Consider how Subramanian measures China’s growing power. He cites the ability of Beijing to convince African countries to recognize it instead of Taipei, but outmuscling Taiwan diplomatically is hardly a sign of global leadership. He sees the ease with which China undervalues the yuan by pegging it to the dollar as proof of the country’s strength, but hiding behind a foreign currency is not a sign of economic might. He forecasts that China in 2030 will have an economy that is one-third larger than the United States’, yet he admits that it will remain only half as wealthy. These are notable trends, to be sure, but not ones that indicate China will attain anything close to the position the United States has held over the past 60 years.

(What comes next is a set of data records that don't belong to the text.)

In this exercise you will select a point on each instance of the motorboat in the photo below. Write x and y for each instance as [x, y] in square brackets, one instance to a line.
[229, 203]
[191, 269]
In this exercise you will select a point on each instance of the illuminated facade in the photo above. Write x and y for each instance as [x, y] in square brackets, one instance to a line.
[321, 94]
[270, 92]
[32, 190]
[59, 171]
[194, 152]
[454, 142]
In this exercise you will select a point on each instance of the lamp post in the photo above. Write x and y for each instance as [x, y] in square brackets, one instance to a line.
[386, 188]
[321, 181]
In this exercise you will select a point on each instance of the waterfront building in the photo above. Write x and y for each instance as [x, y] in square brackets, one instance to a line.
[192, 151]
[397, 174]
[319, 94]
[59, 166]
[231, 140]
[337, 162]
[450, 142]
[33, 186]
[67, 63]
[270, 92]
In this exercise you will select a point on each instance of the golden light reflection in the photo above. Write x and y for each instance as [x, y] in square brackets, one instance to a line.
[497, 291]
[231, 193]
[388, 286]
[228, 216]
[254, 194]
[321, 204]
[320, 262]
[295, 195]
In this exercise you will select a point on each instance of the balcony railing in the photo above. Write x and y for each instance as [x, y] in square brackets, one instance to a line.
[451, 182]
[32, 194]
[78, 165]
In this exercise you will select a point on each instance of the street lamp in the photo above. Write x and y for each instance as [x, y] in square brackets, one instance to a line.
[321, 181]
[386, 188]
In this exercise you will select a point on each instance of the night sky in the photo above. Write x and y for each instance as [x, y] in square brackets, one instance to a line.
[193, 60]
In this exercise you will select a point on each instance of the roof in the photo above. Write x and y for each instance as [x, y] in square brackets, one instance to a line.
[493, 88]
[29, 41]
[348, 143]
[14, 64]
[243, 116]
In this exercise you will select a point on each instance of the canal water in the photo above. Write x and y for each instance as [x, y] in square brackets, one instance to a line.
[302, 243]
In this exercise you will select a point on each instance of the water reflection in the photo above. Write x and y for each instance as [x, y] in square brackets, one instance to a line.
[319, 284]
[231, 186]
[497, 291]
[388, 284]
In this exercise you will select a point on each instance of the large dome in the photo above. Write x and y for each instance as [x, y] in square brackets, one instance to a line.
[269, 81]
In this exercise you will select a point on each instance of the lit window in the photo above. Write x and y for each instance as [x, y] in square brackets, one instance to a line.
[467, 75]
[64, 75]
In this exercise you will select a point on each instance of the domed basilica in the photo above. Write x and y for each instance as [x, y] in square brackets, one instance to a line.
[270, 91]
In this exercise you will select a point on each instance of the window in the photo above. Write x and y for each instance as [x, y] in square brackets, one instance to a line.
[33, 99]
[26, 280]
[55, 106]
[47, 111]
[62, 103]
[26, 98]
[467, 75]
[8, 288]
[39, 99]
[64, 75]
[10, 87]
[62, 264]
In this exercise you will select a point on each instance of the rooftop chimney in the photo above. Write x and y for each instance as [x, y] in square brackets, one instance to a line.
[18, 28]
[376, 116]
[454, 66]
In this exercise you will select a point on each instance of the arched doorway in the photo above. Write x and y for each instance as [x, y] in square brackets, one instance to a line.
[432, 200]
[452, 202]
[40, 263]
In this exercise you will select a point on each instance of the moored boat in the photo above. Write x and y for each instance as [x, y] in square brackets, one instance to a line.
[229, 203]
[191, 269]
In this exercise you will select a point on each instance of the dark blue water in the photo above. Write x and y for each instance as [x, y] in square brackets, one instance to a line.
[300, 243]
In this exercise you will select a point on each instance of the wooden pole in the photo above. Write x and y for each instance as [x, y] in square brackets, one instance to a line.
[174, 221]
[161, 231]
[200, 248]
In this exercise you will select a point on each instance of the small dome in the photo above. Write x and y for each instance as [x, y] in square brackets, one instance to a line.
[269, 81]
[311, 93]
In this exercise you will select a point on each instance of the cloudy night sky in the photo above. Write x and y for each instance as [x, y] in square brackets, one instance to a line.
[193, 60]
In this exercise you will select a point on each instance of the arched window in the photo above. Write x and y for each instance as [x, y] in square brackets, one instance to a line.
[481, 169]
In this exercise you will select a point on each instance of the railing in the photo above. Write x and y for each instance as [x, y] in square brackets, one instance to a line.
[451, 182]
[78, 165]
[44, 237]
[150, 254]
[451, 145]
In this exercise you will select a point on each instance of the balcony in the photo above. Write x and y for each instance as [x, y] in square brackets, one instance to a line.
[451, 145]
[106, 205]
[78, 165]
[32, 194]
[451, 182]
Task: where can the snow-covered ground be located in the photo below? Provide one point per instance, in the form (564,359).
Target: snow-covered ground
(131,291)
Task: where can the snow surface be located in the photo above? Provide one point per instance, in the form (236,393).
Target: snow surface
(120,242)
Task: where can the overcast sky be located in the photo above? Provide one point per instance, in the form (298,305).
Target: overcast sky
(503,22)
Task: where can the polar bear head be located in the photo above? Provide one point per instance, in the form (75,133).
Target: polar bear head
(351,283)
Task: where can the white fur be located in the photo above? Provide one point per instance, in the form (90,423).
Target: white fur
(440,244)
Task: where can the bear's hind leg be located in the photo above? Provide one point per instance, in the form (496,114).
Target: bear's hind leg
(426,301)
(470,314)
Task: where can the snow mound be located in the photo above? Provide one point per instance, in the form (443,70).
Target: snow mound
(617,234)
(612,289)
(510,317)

The biggest flaw in Subramanian’s index of dominance is the importance he assigns to China’s status as a net creditor. Based on this alone, he is prepared to say that China’s economic strength is already comparable to that of the United States. But China’s creditor status does not make up for the fact that its economy is presently less than half the size of the United States’ and its people are barely one-tenth as wealthy as Americans.
Creditor status is also a misleading metric by which to judge China because it is usually used to describe financially open economies, and China is largely closed. Countries with open economies can invest their money in many places. Beijing, because it cannot spend its foreign reserves at home, is forced to keep buying U.S. Treasury bonds.